FormatStrategyFeatures
DOCXDeterministicTrack changes, merged cells, text boxes, comments, headers/footers, footnotes, endnotes, images
PPTXDeterministicSlides, tables, images, metadata
XLSXDeterministicShared strings, multiple sheets, merged cells
ODTDeterministicODF text, headers/footers, images
ODPDeterministicODF presentation slides
ODSDeterministicODF spreadsheet sheets
HTMLDeterministicXHTML via std/xml, AI fallback for dirty HTML
MarkdownDeterministicHeadings, lists, tables, code blocks, links
CSV / TSVDeterministicDelimiter detection, quoted fields
EPUBDeterministicZIP + XHTML chapters, images, metadata
PDFAI RequiredPage-by-page extraction via pluggable AI model
PNG / JPGAI RequiredDocument image extraction or description
Audio
.wav .mp3 .aiff .aac .ogg .flac
AI RequiredFull transcription, speaker detection, language identification, content summary
Video
.mp4 .mov .avi .webm .wmv .mpeg .mpg .flv .3gpp
AI RequiredVisual content extraction (headings, tables, text, images), spoken-word transcription
QMD (Quarto)Generate onlyQuarto Markdown with YAML front matter, CriticMarkup for track changes, pipe/grid tables

Docker

Prefer containers?
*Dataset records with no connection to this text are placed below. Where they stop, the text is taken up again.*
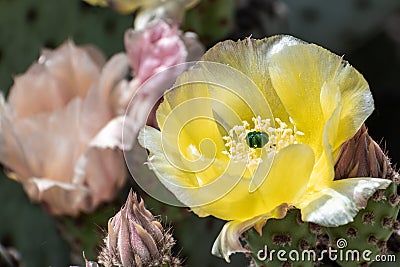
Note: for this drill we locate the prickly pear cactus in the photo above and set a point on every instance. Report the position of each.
(354, 244)
(291, 235)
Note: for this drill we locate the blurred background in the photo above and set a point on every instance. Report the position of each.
(366, 32)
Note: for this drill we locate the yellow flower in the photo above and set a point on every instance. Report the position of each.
(254, 130)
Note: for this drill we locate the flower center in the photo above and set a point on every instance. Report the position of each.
(246, 144)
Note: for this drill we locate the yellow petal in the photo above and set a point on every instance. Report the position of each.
(303, 77)
(285, 183)
(251, 57)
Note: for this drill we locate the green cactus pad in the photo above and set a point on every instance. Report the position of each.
(284, 241)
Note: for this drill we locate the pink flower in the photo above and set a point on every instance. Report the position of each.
(59, 134)
(156, 55)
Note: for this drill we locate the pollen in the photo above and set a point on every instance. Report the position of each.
(279, 134)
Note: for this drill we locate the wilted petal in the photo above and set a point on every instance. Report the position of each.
(340, 203)
(55, 79)
(228, 240)
(59, 197)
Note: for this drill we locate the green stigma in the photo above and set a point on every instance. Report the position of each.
(257, 139)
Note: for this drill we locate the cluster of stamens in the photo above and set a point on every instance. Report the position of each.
(280, 136)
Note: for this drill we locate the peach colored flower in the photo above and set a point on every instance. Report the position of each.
(59, 134)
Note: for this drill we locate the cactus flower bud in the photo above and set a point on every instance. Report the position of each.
(136, 238)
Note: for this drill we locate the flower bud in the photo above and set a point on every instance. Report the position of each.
(136, 238)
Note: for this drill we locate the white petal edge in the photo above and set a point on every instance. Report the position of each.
(228, 240)
(340, 203)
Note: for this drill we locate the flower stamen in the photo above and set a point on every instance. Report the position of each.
(245, 144)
A CLI-only Dockerfile is included in the repository:

# Build the image
git clone https://github.com/sunholo-data/ailang-parse.git
cd ailang-parse
docker build -t docparse .

# Parse a file (mount your documents into /data)
docker run -v $(pwd):/data docparse /data/report.docx

# Parse with AI (pass your API key)
docker run -e GOOGLE_API_KEY="your-key" \
  -v $(pwd):/data docparse --ai gemini-2.5-flash /data/document.pdf

The image builds AILANG from source, installs all dependencies, and uses an ENTRYPOINT for direct CLI parsing. No API server included — this is for local batch processing in containers.
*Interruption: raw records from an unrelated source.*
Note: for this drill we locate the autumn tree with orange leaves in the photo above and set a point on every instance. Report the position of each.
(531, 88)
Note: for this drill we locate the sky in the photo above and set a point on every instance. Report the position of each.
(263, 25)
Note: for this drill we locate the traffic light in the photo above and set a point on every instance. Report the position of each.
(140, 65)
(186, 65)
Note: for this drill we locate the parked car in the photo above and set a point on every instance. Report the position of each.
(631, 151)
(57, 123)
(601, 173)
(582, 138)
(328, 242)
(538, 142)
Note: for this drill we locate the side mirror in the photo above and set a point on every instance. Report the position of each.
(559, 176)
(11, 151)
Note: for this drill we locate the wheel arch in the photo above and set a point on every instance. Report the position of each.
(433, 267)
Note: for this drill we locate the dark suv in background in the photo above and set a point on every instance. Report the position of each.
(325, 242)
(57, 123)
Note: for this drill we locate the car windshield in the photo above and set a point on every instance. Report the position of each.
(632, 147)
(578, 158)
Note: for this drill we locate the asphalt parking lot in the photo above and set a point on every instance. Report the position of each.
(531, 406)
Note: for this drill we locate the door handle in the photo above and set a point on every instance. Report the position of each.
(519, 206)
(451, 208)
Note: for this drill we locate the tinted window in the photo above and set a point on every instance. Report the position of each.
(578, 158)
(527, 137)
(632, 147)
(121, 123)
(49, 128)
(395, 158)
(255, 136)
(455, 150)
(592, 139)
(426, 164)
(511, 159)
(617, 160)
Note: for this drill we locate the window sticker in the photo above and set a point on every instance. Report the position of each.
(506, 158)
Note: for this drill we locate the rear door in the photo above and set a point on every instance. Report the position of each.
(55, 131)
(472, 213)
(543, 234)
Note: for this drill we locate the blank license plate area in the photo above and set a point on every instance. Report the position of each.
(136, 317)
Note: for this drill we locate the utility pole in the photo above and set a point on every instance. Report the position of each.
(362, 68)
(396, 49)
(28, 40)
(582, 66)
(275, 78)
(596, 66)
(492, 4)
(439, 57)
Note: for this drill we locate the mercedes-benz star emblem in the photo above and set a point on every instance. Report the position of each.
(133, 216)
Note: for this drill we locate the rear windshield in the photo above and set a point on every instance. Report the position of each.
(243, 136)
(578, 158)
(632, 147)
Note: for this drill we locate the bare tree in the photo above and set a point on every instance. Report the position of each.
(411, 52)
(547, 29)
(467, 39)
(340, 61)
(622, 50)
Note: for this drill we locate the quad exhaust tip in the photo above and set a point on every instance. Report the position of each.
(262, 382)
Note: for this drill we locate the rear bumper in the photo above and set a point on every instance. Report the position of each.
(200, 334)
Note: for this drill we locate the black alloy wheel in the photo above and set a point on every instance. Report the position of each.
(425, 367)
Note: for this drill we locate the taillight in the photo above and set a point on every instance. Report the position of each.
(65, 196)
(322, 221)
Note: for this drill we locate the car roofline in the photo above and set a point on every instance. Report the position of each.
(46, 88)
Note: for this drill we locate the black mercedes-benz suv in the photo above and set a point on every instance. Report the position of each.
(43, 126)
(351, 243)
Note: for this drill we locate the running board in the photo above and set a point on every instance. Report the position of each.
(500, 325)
Need a managed API with authentication, rate limiting, and SDKs?
Use the hosted API (1,000 free requests/month), or contact us for custom managed deployment or as part of Sunholo Multivac — our AI platform with dedicated support.

Contact Sunholo →

Frequently Asked Questions

How do I install AILANG Parse?

Run curl -fsSL https://ailang.sunholo.com/install.sh | bash to install AILANG, then ailang install sunholo/ailang_parse to download the parsing package. For the convenience CLI wrapper and test files, clone the repo: git clone https://github.com/sunholo-data/ailang-parse.git.

What are the system requirements?

AILANG is a single Go binary. It runs on macOS, Linux (amd64/arm64), and Windows. For Office-only parsing, it needs approximately 50MB RAM and no GPU. AI-powered PDF parsing needs connectivity to Gemini/Claude, or a local Ollama model.
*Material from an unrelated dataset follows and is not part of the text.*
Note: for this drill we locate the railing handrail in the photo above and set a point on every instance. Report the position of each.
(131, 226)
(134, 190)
What's the difference between the API and running locally?

The hosted API gives you zero-maintenance scaling with Python, JS, and Go SDKs — 1,000 free requests/month included. Running locally gives you unlimited free parsing with full privacy, but requires installing the AILANG CLI. Both produce identical output.

Does local parsing require an internet connection?

For Office formats (DOCX, PPTX, XLSX, ODF), parsing is fully offline — no internet needed. AI-powered PDF parsing requires connectivity to Gemini or Claude, unless you use a local Ollama model which also runs offline.

Can I use AILANG for other projects?

Yes. AILANG is a general-purpose programming language for AI-powered applications. Once installed, you can build your own tools with capability budgets, formal contracts, and pluggable AI models. Run ailang prompt for the full language reference, or visit ailang.sunholo.com to explore the ecosystem.